Ich bin Witwer (62) und hatte bislang mit FKK nicht viel am Hut. Als Hobbyfotograf interessiert mich allerdings das Thema Aktfotografie. Und irgendwann stellte ich mir die Frage, wie ich es denn mit der eigenen Nacktheit halte, wenn ich mir von anderen die Bereitschaft zu Aktaufnahmen wünsche. Auch, wenn es natürlich zwei oder gar drei verschiedene Dinge sind, einfach nur nackt zu sein, sich nackt zu zeigen oder sich gar nackt ablichten zu lassen.
Natürlichkeit, Unbefangenheit und ein Gefühl von Freiheit fand ich dabei besonders erstrebenswert. Dem entgegen standen meine Erziehung und Erfahrung, das Fehlen von FKK-affinen Menschen in meinem Leben und mein Schamgefühl. Doch irgendwie beschäftigte mich das Thema und reizte mich der Gedanke, das Nacktsein einfach einmal auszuprobieren.

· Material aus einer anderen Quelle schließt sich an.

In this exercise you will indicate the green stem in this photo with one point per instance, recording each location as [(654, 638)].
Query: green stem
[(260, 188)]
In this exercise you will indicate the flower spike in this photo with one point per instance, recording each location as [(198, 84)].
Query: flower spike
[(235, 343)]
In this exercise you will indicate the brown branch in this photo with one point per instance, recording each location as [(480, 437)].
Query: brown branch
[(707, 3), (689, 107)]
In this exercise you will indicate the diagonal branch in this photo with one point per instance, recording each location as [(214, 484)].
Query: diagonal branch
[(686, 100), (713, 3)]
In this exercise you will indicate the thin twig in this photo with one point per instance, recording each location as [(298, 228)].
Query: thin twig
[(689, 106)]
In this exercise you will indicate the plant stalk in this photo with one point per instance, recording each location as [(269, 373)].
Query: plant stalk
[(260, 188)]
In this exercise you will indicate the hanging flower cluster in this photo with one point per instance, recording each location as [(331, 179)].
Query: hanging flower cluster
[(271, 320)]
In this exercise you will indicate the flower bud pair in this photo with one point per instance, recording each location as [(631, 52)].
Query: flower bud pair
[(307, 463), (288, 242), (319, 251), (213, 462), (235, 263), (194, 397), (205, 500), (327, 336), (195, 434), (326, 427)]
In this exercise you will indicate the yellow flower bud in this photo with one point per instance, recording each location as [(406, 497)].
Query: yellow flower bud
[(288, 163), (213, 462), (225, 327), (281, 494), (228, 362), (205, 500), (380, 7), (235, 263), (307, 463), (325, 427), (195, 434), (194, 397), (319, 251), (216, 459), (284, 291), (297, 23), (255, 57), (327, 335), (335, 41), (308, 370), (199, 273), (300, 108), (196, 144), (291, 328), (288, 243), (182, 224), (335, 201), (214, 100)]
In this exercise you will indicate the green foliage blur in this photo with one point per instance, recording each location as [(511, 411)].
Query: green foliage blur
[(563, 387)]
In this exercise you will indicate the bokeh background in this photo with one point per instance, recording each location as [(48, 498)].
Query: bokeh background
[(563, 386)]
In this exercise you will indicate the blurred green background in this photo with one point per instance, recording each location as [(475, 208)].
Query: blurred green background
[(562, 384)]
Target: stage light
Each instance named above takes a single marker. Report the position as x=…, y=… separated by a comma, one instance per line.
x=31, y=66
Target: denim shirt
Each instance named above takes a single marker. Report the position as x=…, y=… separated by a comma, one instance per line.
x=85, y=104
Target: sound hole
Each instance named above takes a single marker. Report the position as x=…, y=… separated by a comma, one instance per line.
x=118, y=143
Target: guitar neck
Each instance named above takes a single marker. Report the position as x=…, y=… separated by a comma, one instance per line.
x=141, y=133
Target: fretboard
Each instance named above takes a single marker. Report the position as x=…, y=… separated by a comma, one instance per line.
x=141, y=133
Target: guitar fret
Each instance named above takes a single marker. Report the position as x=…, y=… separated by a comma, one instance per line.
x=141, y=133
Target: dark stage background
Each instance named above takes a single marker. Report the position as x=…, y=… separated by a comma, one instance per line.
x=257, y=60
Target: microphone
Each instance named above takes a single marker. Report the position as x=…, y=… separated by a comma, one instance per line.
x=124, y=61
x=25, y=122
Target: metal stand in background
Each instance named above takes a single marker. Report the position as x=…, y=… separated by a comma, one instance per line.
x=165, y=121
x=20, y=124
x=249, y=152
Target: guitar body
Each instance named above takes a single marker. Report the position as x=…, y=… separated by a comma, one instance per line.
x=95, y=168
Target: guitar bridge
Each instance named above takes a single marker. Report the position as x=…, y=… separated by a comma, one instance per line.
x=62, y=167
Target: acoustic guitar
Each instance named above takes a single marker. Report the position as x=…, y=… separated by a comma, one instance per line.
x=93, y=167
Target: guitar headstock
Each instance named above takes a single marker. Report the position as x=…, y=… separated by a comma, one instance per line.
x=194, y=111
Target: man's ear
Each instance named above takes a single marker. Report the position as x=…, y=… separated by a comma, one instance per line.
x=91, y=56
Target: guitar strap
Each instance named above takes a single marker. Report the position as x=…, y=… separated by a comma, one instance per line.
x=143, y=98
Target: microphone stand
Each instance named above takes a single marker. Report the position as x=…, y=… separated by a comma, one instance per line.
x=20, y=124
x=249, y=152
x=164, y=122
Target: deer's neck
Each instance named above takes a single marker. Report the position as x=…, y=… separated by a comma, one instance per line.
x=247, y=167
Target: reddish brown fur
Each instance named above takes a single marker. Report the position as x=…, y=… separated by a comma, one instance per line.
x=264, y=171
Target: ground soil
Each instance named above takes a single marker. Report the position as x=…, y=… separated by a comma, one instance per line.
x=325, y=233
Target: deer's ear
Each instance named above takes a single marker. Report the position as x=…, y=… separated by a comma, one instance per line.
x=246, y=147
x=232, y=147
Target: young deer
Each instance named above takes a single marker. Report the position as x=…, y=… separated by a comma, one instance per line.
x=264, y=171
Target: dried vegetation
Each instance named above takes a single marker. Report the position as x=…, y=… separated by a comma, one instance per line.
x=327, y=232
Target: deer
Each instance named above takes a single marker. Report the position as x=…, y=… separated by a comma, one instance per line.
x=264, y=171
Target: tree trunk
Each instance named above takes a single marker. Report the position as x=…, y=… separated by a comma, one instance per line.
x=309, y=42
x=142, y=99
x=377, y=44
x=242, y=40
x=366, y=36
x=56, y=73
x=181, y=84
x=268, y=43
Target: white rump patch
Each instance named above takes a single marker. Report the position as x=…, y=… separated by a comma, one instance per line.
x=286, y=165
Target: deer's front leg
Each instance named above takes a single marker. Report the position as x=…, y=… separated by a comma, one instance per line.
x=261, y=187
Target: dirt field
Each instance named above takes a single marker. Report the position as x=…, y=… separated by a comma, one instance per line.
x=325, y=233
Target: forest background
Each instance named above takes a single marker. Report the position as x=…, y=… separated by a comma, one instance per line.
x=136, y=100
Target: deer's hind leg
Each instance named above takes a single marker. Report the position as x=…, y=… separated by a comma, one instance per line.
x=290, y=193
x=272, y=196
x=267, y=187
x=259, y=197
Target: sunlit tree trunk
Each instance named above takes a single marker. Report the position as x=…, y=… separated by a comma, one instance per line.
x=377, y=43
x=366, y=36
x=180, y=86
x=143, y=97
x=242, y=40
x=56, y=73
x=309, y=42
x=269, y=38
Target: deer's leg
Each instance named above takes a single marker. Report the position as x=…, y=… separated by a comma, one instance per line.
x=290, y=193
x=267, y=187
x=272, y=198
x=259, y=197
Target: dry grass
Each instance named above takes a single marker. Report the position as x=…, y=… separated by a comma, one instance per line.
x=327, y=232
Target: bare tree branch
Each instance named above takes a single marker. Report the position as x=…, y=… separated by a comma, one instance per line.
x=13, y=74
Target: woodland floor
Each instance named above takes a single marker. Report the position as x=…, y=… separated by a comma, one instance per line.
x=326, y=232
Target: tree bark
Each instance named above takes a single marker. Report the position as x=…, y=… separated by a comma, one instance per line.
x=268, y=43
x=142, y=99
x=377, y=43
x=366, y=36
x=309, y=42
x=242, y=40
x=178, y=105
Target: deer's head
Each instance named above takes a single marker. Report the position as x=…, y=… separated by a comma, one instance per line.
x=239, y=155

Der Zieselsmaarsee bei Hürth war die Location meiner Wahl. Und so wagte ich den Schritt, der mich letztlich doch nur eine mäßige Überwindung kostete. Es handelt sich um eine weitläufige, von Wald umgebene und verkehrsgünstig gelegene Location. Es gibt einen Weg um den See, eine große Liegewiese, diverse Sporteinrichtungen, einen Kinderspielplatz, einen Kiosk, einen Aufenthaltsraum sowie Duschen und Toiletten. Dafür erscheint ein Eintrittspreis von 5 Euro mehr als nur moderat. Der See soll rund um die Uhr geöffnet sein, ausprobiert habe ich das noch nicht. Ja, das Wasser des Sees ist rot gefärbt, aber Verfärbungen an Haut oder Handtüchern konnte ich - jedenfalls nach dem Duschen - nicht feststellen, obwohl ich sogar mal unbedacht ein helles Handtuch benutzt habe.
Zu keiner Zeit konnte ich irgendwelche Hinweise auf Vorbehalte gegenüber männlichen Singles feststellen, weder von den Betreibern noch von anderen Besuchern aus. Ich verstehe aber, dass das offenbar in anderen Einrichtungen dieser Art anders sein kann, in denen man schlechte Erfahrungen mit ausschließlich voyeuristisch ambitionierten Leuten gemacht haben muss.
Nun, zum Glotzen gab es weder Anlass noch verspürte ich die Neigung dazu. Schließlich gilt "Was du nicht willst, das man dir tu', das füg' auch keinem anderen zu!" Die ganze Sache ist im Grunde denk- und erwartbar unspektakulär und banal: Es ist einfach nur ein schön gelegener Badesee. Einzige Besonderheit: Hier sind alle nackt und das stört hier absolut niemanden. Und doch war es - gerade wegen dieser ungewohnten Selbstverständlichkeit irgendwie faszinierend, wohltuend und befreiend, ja fast schon euphorisierend für mich, eben völliges "Neuland".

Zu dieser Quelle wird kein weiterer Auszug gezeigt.